Virgin Galactic Completes First Commercial Spaceflight. Tickets Priced At...

This comes almost two years after Mr Branson took a test flight along with other personnel to usher in a new era of lucrative space tourism.

Virgin Galactic Completes First Commercial Spaceflight. Tickets Priced At...

Around 800 tickets for flights on the aircraft have already been sold by the company.

Virgin Galactic's rocket plane, Unity, completed its first commercial spaceflight, a major milestone for the company founded in 2004 by British billionaire Richard Branson, as per a report in The Guardian.
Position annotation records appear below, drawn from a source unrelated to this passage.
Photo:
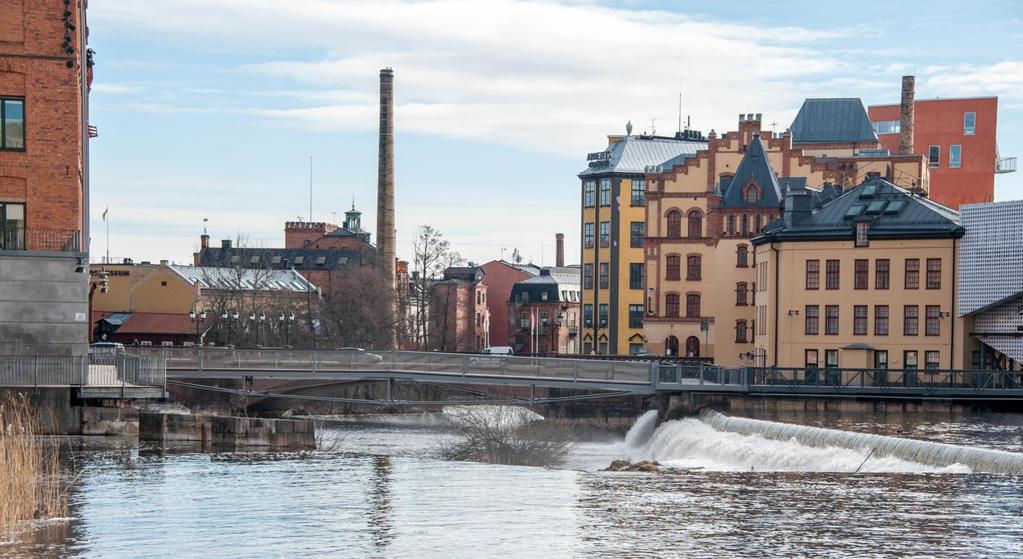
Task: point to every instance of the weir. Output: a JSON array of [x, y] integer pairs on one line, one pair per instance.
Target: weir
[[921, 452]]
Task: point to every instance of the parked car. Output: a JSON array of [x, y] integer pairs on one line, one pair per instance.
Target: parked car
[[359, 355], [493, 356]]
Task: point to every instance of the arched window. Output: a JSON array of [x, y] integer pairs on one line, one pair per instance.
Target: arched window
[[693, 305], [671, 305], [693, 265], [741, 293], [693, 346], [696, 223], [752, 195], [674, 267], [740, 332], [674, 223], [742, 256]]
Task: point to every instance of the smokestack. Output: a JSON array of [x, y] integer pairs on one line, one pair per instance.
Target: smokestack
[[906, 115], [560, 253], [385, 181]]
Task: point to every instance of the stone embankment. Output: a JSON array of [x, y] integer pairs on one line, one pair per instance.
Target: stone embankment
[[226, 431]]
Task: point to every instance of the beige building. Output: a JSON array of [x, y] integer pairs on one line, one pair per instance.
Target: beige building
[[702, 215], [866, 281]]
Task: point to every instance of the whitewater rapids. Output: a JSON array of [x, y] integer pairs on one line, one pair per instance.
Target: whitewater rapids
[[719, 442]]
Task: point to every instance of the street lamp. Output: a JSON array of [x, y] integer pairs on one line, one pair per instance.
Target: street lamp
[[197, 319]]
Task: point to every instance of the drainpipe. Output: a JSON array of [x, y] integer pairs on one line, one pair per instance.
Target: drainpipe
[[951, 312], [777, 289]]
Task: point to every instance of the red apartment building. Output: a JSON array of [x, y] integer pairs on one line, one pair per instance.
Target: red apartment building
[[959, 137]]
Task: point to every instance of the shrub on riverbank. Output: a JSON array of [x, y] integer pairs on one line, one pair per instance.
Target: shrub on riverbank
[[506, 435], [30, 482]]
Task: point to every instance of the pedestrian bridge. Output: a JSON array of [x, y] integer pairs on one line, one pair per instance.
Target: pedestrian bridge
[[605, 377]]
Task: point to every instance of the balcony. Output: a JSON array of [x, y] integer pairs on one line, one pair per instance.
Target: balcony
[[1005, 165], [19, 239]]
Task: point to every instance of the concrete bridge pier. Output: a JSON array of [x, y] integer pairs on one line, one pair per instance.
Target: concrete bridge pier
[[672, 405]]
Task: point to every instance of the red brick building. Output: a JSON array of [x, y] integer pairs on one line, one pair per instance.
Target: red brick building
[[959, 137], [501, 276], [45, 74]]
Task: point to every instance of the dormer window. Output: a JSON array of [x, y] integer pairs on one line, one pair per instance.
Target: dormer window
[[752, 195]]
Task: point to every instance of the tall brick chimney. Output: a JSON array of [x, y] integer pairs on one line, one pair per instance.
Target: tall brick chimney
[[906, 115], [560, 252], [385, 181]]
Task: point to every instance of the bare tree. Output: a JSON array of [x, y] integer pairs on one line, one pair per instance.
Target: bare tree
[[356, 310]]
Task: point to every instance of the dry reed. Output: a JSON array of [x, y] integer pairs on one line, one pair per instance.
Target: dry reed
[[31, 485]]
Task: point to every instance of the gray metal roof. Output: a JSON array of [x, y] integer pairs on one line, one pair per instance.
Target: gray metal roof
[[636, 155], [756, 168], [832, 121], [245, 278], [898, 214]]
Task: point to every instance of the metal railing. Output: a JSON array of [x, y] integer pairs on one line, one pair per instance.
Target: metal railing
[[19, 239], [83, 371], [209, 360]]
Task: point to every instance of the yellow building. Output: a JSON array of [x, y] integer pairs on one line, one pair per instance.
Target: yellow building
[[866, 281], [614, 196]]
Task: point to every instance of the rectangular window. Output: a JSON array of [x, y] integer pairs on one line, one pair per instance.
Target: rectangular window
[[635, 315], [909, 359], [831, 358], [638, 191], [831, 319], [882, 268], [812, 320], [910, 320], [861, 275], [812, 274], [588, 194], [932, 325], [880, 319], [12, 226], [933, 273], [11, 123], [637, 232], [635, 275], [954, 157], [859, 320], [913, 273], [832, 277]]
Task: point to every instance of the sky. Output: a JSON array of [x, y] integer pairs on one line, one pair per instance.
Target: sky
[[218, 109]]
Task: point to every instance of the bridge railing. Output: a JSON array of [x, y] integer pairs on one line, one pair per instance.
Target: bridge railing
[[211, 359], [82, 371]]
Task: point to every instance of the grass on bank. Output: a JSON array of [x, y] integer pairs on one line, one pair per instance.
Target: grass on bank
[[31, 485]]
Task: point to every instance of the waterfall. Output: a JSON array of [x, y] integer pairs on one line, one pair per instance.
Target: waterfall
[[919, 452], [641, 430]]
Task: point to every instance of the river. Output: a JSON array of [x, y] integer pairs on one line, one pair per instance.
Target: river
[[373, 490]]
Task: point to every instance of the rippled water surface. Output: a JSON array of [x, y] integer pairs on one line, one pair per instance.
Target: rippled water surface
[[374, 491]]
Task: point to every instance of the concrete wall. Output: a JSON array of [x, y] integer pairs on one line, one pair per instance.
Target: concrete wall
[[43, 304]]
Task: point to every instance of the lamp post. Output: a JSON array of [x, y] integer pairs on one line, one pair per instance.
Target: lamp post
[[197, 319], [230, 317], [285, 324]]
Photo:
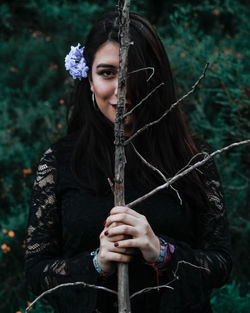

Two Italian air force colonels, an aeronautical engineer from Italy's National Research Council and a Virgin Galactic instructor flew with the two pilots of the aircraft on the 90-minute sub-orbital flight.

As per the outlet, before the spacecraft switched into re-entry mode and floated back to the runway at Spaceport America near El Paso, Texas, the crew enjoyed a few minutes of weightlessness at the height of the mission and unfurled the Italian flag. Virgin Galactic took to Twitter and said, "Welcome back to Earth, #Galactic01! Our pilots, crew and spaceship have landed smoothly at @Spaceport_NM."

Virgin Galactic uses a "mothership" aircraft with two pilots that takes off from a runway, gains high altitude and drops a rocket-powered plane that soars into space at nearly Mach 3 before gliding back to Earth, as per AFP.  Passengers in the space plane's cabin experience a few minutes of weightlessness and catch a glimpse of the Earth's curvature from more than 50 miles (80 kilometres) above sea level.

Around 800 tickets for flights on the aircraft, which may cost up to $450,000 per seat, have already been sold by the company. They intend to eventually construct a fleet big enough to support 400 flights per year.

This comes almost two years after Mr Branson took a test flight along with other personnel to usher in a new era of lucrative space tourism. However, the company faced setbacks, including a brief grounding by the Federal Aviation Administration (FAA), which found that the flight deviated from its assigned airspace and Virgin Galactic did not communicate the "mishap" as required.